Antique Artillery Reproductions and Muzzle Loading Cannon Replicas

Artillery for California Forts

Gunnades

With barrel lengths of 45 inches, weights of 750 pounds, and four inch bores, carronades with trunnions, or “gunnades” await shipment from South Bend, Indiana to the California Department of Parks for incorporation into ongoing restorations at Sutter’s Fort and Fort Ross.

Two California fort restorations moved ahead recently with acquisition of reproduced artillery from South Bend Replicas, Inc., of South Bend, Indiana. The cannons, called “gunnades,” were recently produced on special order for Sutter’s Fort in Sacramento, and Fort Ross, north of San Francisco, under direction of Michael C. Tucker, of the California Department of Parks, which administers both historic sites.   Gunnades are a type of early 19th century ordnance closely related to carronades, a type of naval artillery named after the Carron Foundry, in Scotland, where those were originally produced in the late 18th century.
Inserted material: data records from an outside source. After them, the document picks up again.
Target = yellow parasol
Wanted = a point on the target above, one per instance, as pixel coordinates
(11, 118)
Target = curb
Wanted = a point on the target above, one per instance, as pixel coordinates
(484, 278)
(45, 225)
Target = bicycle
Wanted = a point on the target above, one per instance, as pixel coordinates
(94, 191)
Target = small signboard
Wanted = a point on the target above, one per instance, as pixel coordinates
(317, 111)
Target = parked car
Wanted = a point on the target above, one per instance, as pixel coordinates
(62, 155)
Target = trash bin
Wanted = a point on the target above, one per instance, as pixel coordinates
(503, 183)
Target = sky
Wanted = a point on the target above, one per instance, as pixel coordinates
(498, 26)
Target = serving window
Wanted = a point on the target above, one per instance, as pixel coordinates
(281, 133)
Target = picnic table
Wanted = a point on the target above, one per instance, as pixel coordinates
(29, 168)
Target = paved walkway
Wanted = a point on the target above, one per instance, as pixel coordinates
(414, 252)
Carronades had no trunnions, and were affixed to specially designed carriages by means of a pin passing through a lug cast into the undersides of the barrels.  Conventional guns had trunnions.  Gunnades were in the configuration of carronades, but had
trunnions instead of lugs, probably as an accommodation to carpenters and other persons used to working with conventionally mounted guns.

p1bIn the combined period represented by both forts – 1812 to mid-century – it was not uncommon for fort armament to include guns salvaged from ships.  California state records hold eyewitness accounts of carronades at Sutter’s Fort and Fort Ross, and surviving originals from Sutter’s Fort have trunnions.

At SBR, the guns were produced in 9-pounder (approximately 4-inch) caliber, with muzzles cupped oversize in accordance with original carronade custom, and in barrel weights of about 750 pounds.  Consistent with SBR practice and California Park Department requirement, the guns were cast solid, the bored oversize and brought back to caliber with steel bore sleeves.

Carriages for the Sutter’s Fort guns were produced in the SBR shop.

Copies of research material to assist later local construction of the Fort Ross carriages were provided to the curatorial division of the Park Department.

Sutters FortJohn Sutter, a German/Swiss entrepreneur who left Europe in 1835 and arrived in California by way of Kansas, Canada, Hawaii, and Alaska, established his fort in 1840 under Mexican citizenship. Between 1841 and 1849, the fort served as a temporary refuge for California settlers including, after a Sutter-dispatched rescue effort, 47 survivors of the tragically
fated Donner Party.

Fort Ross

 

Fort Ross was established in 1812 by Russians and native Alaskans to provide crops for Alaska and trade ties with Spanish California.